Back in 1998 Apple removed the floppy from the iMac G3. There is no argument that it was obsolete technology. Small, easily damaged with better replacements like the zip drive, cd-r, usb sticks, and networking. For those who still had floppy disks you could get a usb drive. The iMac G3 led the way and the rest of Apple products followed suit.
One of the primary data replacements of floppy was the "cd". The cd drive, cd burner, dvd drive, and finally dvd burner while useful is less useful than it used to be. Most backups don't fit on dvd drive. Software and games are usually downloaded and not bought in a package these days. CD's are no longer bought and ripped, but usually obtained also online. Even movies are transitioning to streaming services. Even creating home dvd movies has been depreciated in favor of posting online. The big final reason was the OS install disk, but that is now just a usb stick. Just how back in 1998 we still had a pack of floppies disks on the shelf we have dvd's lying around. But we can get one external drive to share among the computers as we transition. I myself plan on pulling out mine from my MacBook Pro and putting it into an external case with a optibay. Replaced with the internet and usb sticks disk drives are dead.
As for ethernet, 802.11n is around 130Mbps (real world) which is decent for most everything. Other than transferring GB's of data WiFi is good enough. Backups are the biggest thing most users will transfer, but even that is done overnight (over WiFi!) and in the background. After the disk drive the ethernet port is pretty tall so removing it allows for thiner laptops. At the end of the day, like the floppy if you really need an ethernet port you can get a usb version and just like the Firewire port it will get the axe on MacBook models.

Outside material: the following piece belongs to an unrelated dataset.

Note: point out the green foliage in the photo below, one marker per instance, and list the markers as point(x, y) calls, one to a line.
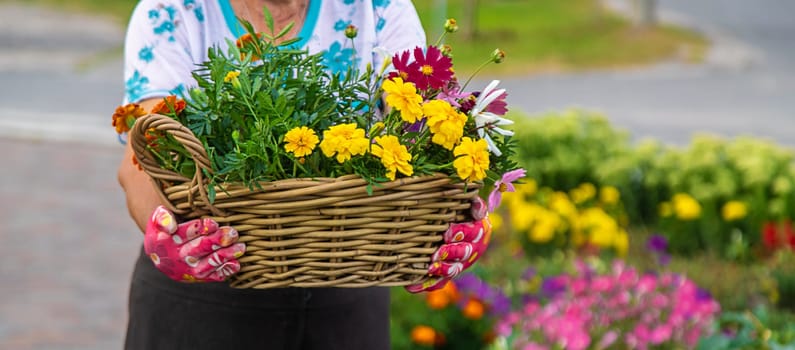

The last ten years the speed of the cpu on the computer has had less and less of an effect on the performance than one would think. First was the race to 4GB of memory, followed by graphics and now io speed.
The most dramatic improvement someone can make to their computer these days is to switch to a solid state hard drive. As the size of flash has continuously increased while the price has dropped it becomes more and more attractive for everyone from desktops to server farms. There is a lot of research and experimentation in this area with leaps in performance coming out all of the time. The next several years will be very interesting to watch as flash grows. While it seems mature flash is still new enough to warrant whole blog posts by users who just upgraded extending the virtues. From the lower power requirements, the lack of any noise, fitting in different shapes, and of course mind boggling speed, ssd drives are the future. Apple has offered flash as an option for a while now on some of its computers, but with the new Air it takes the option away and makes it the default. As prices continue to drop and sizes rise ssd will become less and less the option and more the default (or only) option.
It would be no surprise if in the next refresh or two the macbook moves to ssd and drops the super drive and ethernet port. The MacBook will be thiner, have a longer battery and a faster user experience.